Читаем He покоряться ночи... Художественная публицистика полностью

Из ложи, где сидел я в тот день, был виден весь зал; я заметил, что у многих глаза увлажнились, и вдруг понял: все самое любимое мною у Бетховена было лишь развитием, углублением — порою возвышающим, это верно, — того, что Моцарт уже принес людям; но люди неспособны понимать с полуслова, им нужно, чтобы художник подчеркивал, настаивал, нажимал.

Следовало бы задаться вопросом: а что, если во власти этого очарования мы стали несправедливы к прежним нашим богам? Но меня Моцарт, пожалуй, снова приблизил к Бетховену, и под его воздействием я, недостойный, все же вправе подступиться к Баху Пожалуй, отвратил меня Моцарт только от Вагнера — в какой-то степени.

Моцарт не становится навытяжку перед Создателем. Просто-напросто человеческая нежность, которой он переполнен, возвращается к вечному своему источнику. Одно и то же сердце возлюбило господа, возлюбило и творения его; дитя не напрягает голоса, беседуя с отцом. И как знать, быть может, всем сладкозвучиям литургии отец предпочитает этот страстный детский голос.

Всем известна одна фраза Россини, ее часто вспоминают. На вопрос, кто величайший из композиторов, он отвечал:

— Бетховен.

— А как же Моцарт?

— Моцарт? Он — единственный.

И в самом деле, сказать, что Моцарт — величайший из композиторов, — значит ничего не сказать. К нему неприложима общая мерка, от остальных он отделен самой своей чистотой. Спору нет всякий великий композитор — это целый мир, единственный и неповторимый. Но все они от Бетховена до Вагнера обладают одной общей чертой — они беспрестанно возвращают нас к нашим собственным страстям: их страдание, их любовь — это наша любовь и наше страдание. Они человечны, слишком человечны; с их помощью наши страсти черпают наслаждение в себе самих. Вот почему в пору отрочества и юности этих композиторов любят — и не любят Моцарта. В двадцать лет, в том возрасте, когда человек опьянен самим собою, когда самое страшное для него — отрешиться от собственного сердца, когда мы слишком недалеко ушли от детства, а потому не чувствуем его очарования, хоть сами словно омочены еще его росой, Моцарт не обладает в глазах наших ни властью, ни престижем. Лишь много позже, когда человек, пройдя более половины жизненного пути, уже шагает под гору, когда он уже пережил удары судьбы, когда смерть, успев отнять у него тех, кого он любил, внезапно опускает ему на плечо недобрую руку, лишь тогда радостно ему встретить на повороте своей дороги этого школяра господня, поющего, смеющегося, плачущего, — малыша Моцарта.
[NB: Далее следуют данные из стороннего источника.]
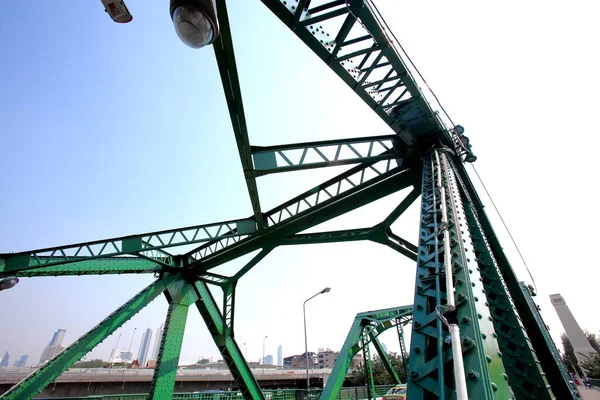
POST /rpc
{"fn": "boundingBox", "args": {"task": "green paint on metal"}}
[371,335,401,384]
[1,274,179,400]
[463,201,553,399]
[321,305,413,400]
[250,135,402,176]
[408,152,511,399]
[452,160,577,400]
[194,281,264,400]
[519,281,575,398]
[11,257,161,277]
[259,0,453,148]
[122,236,143,253]
[213,0,264,229]
[149,279,198,399]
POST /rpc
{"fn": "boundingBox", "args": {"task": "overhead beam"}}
[213,0,264,229]
[186,153,407,262]
[3,257,162,278]
[251,135,402,176]
[0,218,255,273]
[189,166,420,272]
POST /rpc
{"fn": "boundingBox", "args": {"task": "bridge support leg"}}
[149,278,197,399]
[452,161,576,399]
[0,274,179,400]
[407,152,512,399]
[193,281,265,400]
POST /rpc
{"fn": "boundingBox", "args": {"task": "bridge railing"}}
[35,385,396,400]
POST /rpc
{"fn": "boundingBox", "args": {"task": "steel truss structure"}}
[0,1,575,399]
[321,305,412,399]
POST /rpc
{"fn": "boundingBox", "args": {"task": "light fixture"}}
[100,0,133,23]
[0,276,19,291]
[170,0,220,48]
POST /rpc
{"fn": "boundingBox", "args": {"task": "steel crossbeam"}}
[3,257,161,277]
[0,218,255,275]
[251,134,402,176]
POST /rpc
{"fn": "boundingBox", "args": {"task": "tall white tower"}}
[550,293,596,365]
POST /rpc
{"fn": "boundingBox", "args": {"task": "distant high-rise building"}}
[49,329,66,347]
[137,328,153,368]
[381,342,388,353]
[264,355,273,365]
[277,345,283,366]
[14,355,29,368]
[550,293,597,367]
[151,324,164,360]
[40,329,67,364]
[0,352,9,367]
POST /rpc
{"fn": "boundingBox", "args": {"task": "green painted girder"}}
[0,217,257,274]
[189,166,420,273]
[251,134,402,176]
[451,160,576,400]
[321,305,413,400]
[284,227,374,245]
[0,273,180,400]
[408,152,511,399]
[149,280,198,399]
[371,334,402,384]
[463,200,553,399]
[193,281,264,400]
[519,281,575,397]
[2,256,162,278]
[186,152,413,266]
[214,0,264,229]
[259,0,452,148]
Меня все время тянет говорить о нем как о ребенке. Но душевный склад детства одарен высшей проницательностью, которую не следует путать с невинностью: Рембо, наделенный таким душевным складом, отнюдь не был невинен, да и сам Моцарт тоже. Из всех людей восемнадцатого века, столько разглагольствовавших о врожденной доброте человеческого сердца, никто не вглядывался в человека с такой острой проницательностью, как автор «Дон Жуана».
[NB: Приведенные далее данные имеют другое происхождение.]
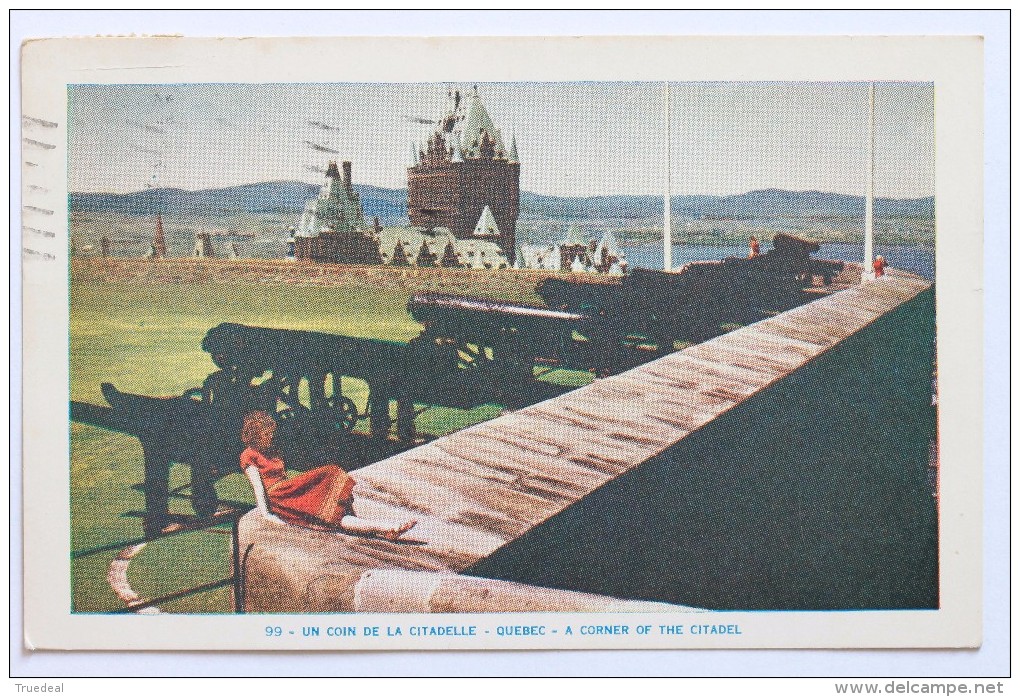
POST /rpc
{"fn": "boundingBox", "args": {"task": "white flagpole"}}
[664,81,672,272]
[863,82,875,281]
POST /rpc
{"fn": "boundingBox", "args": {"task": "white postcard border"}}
[21,34,984,653]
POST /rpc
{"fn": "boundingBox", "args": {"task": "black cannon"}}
[412,233,845,375]
[70,320,566,532]
[538,232,843,346]
[71,232,841,531]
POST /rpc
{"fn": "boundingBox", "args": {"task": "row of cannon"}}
[71,233,842,533]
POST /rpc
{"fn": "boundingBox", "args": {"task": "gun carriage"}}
[413,233,844,377]
[71,233,841,533]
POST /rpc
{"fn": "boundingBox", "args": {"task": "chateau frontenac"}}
[288,86,519,268]
[407,87,520,261]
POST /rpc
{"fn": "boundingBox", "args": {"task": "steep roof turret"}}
[152,213,167,258]
[431,86,508,160]
[593,230,621,260]
[461,90,506,158]
[451,135,465,163]
[472,205,501,237]
[564,223,586,247]
[296,159,367,236]
[507,133,519,164]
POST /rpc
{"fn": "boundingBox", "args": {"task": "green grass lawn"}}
[70,281,424,613]
[70,279,592,613]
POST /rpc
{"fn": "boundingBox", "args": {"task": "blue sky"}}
[68,81,934,199]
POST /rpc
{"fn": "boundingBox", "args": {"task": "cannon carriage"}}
[537,232,843,345]
[405,233,846,387]
[71,320,540,533]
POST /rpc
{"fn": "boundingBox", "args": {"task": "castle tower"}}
[194,230,214,258]
[292,160,380,264]
[559,223,589,270]
[407,87,520,262]
[285,226,297,262]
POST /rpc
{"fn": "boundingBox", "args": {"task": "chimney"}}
[342,161,353,194]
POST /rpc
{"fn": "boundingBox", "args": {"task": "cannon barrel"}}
[408,293,601,373]
[408,293,591,358]
[408,293,588,325]
[538,233,844,330]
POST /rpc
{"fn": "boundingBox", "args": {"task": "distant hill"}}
[520,189,934,220]
[71,181,316,217]
[69,181,409,224]
[679,189,935,219]
[70,182,934,224]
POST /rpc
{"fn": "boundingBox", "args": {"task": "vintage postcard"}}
[21,36,983,650]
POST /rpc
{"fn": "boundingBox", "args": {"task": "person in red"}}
[748,235,761,259]
[873,254,887,278]
[240,410,416,539]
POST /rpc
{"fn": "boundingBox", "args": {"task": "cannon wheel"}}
[455,341,494,371]
[275,404,307,422]
[318,395,360,433]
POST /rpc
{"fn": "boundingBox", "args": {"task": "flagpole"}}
[863,82,875,281]
[664,81,672,272]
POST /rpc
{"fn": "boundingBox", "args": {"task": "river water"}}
[624,242,935,281]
Музыка «Дон Жуана» озаряет наш удел таким чистым и таким жестоким светом, что, когда по окончании спектакля в Зальцбурге публика расходилась, мне подумалось, что многие ощутили страх перед господом впервые в жизни. А ведь либретто «Дон Жуана» принадлежит не Моцарту Но это музыка Моцарта, и уже сама по себе она придает этой странной опере-буфф, при всей озорной своей прелести, метафизический смысл, уводящий в вечность; ведь речь идет не более, не менее как о битве вольнодумца против бога, странной битве, которую вели многие; дон Жуан — тот самый распутник, который видит собственными глазами, осязает собственными руками сверхъестественное — и все же предпочитает свое распутство. Это человек, который разыгрывает храбреца перед господом богом, по выражению Паскаля, и тем самым доказывает, что ему присуще некое пугающее величие.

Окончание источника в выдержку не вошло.